Frank Joklik was president of the Salt Lake Organizing Committee until he resigned in January. The former head of Kennecott Copper Corp. was not accustomed to being subjected to a badgering, inquiring press. When the fortnightly Salt Lake Observer sat down with Joklik in the summer of 1998 for a lengthy interview about the Olympics, he became angry when the questioning turned to the $1.45 billion budget for the 2002 Games, the paper reported. "We'd been pushing him about the budget, and he got real testy," says Brooke Adams, the Observer's editor.
The scandal broke on November 24, 1998, when a report came out showing a letter directed to a child of IOC member indicating the SLOC was paying the child's tuition. Swiss IOC member Marc Hodler, head of the coordination committee overseeing the organization of the 2002 games, made the accusation that a group of members of the IOC had taken bribes since the start of the bidding process in 1990 for the 1996 Olympic games. Soon, four independent investigations were underway, by the IOC, the USOC, the SLOC, and the United States Department of Justice.
Before any of the investigations could even get under way, both Welch and Johnson resigned their posts as the head of the SLOC. Many others soon followed. The Department of Justice filed charges against the two: fifteen charges of bribery and fraud. Johnson and Welch were eventually acquitted of all criminal charges in December 2003.
As part of the investigation, the IOC recommended expelling six IOC members, while continuing the investigation on several others. The six members were Agustin Arroyo of Ecuador, Zein El Abdin Ahmed Abdel Gadir of Sudan, Jean-Claude Ganga of the Republic of Congo, Lamine Keita of Mali, Charles Mukora of Kenya, Sergio Santander Fantini of Chile, and David Sikhulumi Sibandze of Swaziland, though Sibandze resigned during the investigation. Each person was accused of receiving money from the SLOC, either in direct payments, land purchase agreements, tuition assistance, political campaign donations or charitable donations for a local cause.
Ten members of the IOC were expelled and another ten were sanctioned. This was the first expulsion or sanction for corruption in the more than a century the IOC had existed. Although nothing strictly illegal had been done, it was felt that the acceptance of the gifts was morally dubious. Stricter rules were adopted for future bids, and ceilings were put into place as to how much IOC members could accept from bid cities. Additionally, new term and age limits were put into place for IOC membership, and fifteen former Olympic athletes were added to the committee.
In 2006, a report ordered by the Nagano region's governor said the Japanese city provided millions of dollars in an "illegitimate and excessive level of hospitality" to IOC members, including US$4.4 million spent on entertainment alone.

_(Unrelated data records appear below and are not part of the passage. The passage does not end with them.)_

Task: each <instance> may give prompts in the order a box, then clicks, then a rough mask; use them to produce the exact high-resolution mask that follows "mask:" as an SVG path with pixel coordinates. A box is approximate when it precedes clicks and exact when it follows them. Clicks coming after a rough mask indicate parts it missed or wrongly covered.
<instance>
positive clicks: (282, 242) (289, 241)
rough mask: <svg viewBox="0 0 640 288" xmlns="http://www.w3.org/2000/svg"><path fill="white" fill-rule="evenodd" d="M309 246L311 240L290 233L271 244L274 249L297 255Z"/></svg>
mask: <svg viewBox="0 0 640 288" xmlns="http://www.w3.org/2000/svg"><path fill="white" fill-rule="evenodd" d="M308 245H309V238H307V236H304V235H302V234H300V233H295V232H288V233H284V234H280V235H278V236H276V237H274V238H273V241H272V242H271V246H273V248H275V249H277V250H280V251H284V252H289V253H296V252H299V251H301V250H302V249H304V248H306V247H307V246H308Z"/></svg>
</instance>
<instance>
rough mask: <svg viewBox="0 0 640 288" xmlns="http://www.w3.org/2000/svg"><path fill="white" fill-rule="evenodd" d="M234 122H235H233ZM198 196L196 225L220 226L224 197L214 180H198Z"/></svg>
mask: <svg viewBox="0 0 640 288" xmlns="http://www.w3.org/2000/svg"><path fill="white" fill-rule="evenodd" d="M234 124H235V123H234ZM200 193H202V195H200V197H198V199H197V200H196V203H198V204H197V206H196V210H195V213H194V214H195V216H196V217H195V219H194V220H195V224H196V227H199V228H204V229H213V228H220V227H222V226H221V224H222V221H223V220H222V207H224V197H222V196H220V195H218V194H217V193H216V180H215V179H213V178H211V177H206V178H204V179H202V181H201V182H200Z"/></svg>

Bain Capital founder and CEO Mitt Romney (who eventually went on to become Governor of Massachusetts) was brought in to head the SLOC. Romney aided in reorganizing the committee, helped to begin fixing the budget, which at the time was US$379 million short, and renewed sponsor enthusiasm. This was achieved in part through successful lobbying for unprecedented levels of federal government support – over $1.3 billion, more than twice that for the 1996 Atlanta games – to pay for infrastructure improvements.